1Gbyte file on a 130Mb drive (fsdb)

Wed Jun 26 05:52:46 AEST 1991

In article <124 at comix.UUCP> jeffl at comix.Santa-Cruz.CA.US (Jeff Liebermann) writes:
>How does one deal with a bogus 1Gigabyte file?
>I have a Xenix 2.3.3 system that has ls magically
>declare a 45Mb accounting file as 1Gbyte huge.
>
>ls	declares it to be 1Gb big.
>du	agrees.
>df -v	gives the correct filesystem size.
>fsck	"Possible wrong file size I=140" (no other errors).
>
>To add to the problem, I'm having difficulty doing
>a backup before attacking.

It may not be anything "wrong" with the inode. There may just
be a gap where nothing was written. For example, if you do
an lseek of 10,240 and write 1K the utilities above will
show the file size to be 11K when in reality you have used
only one block. dbm did this at one time (don't know about
now).

The real problem lies in that no utility recognizes these
intervening empty blocks as not actually there. After all,
if you read back the above file, you will get 10K of nulls
and then your data. So if you use cp, tar, cpio, etc. they
"fill in the blanks" and make your file actually be the
logical size by writing nulls in all the empty blocks.
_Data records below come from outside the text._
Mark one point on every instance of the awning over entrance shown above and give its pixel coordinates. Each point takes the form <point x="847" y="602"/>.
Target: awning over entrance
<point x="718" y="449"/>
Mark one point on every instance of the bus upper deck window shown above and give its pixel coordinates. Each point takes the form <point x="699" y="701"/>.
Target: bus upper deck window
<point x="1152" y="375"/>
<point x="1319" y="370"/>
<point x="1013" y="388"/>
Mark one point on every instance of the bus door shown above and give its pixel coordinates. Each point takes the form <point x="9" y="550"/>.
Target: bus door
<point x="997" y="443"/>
There are two ways of dealing with this problem:

1) Most databases have a utility which dumps records and loads
   them. Use this to back up the data. To restore the data you
   make empty data files and use the load utility. This is the
   preferred method if available. It also has the side benefit
   of (usually) making the new files run faster.

2) This is ugly but effective. It only works assuming the "sparse"
   file scenario. Use the attached program to compress it.

   To read it back, read in each struct, lseek to the offset
   in lseekval and then write the block (actually n bytes) to the 
   output file. 

-------------------------- sparsecp.c ---------------------------
#include <fcntl.h>
#include <sys/types.h>
#include <sys/stat.h>

#define BSIZE 1024

struct orec {
	long lseekval;
	int cnt;
	unsigned char buf[BSIZE];
} rec;

main(argc, argv)
int argc;
char *argv[];
{
	int infd, outfd, n;
	long offset;

	/* error checking is left as an excersize for the reader */
	infd=open(argv[1], O_RDONLY);
	outfd=creat(argv[2], 0700);
	offset=0; 
	while ((n=read(infd, rec.buf, BSIZE)) > 0) {
		if (notempty(rec.buf)) {
			rec.lseekval=offset;
			rec.cnt=n;
			write(outfd, &rec, sizeof (struct orec));
			nullout(rec.buf);
			if (n != BSIZE)	/* partial block at EOF */
				break;
		}
		offset+=BSIZE;
	}
	close(infd);
	close(outfd);
}

notempty(s)
unsigned char s[];
{
	register i;
	for (i=0; i<BSIZE; ++i)
		if (s[i])
			return(1);
	return(0);
}

nullout(s)
char s[];
{
	register i;
	for (i=0; i<BSIZE; ++i)
		s[i]='\0';
}
---------------------------------- end ------------------------------

-- 
Roger Knopf                             "Oh my...."
SCO Consulting Services	                    -- Our Pal, Marty Stevens
uunet!sco!rogerk or rogerk at sco.com     408-425-7222 (voice) 408-458-4227 (fax)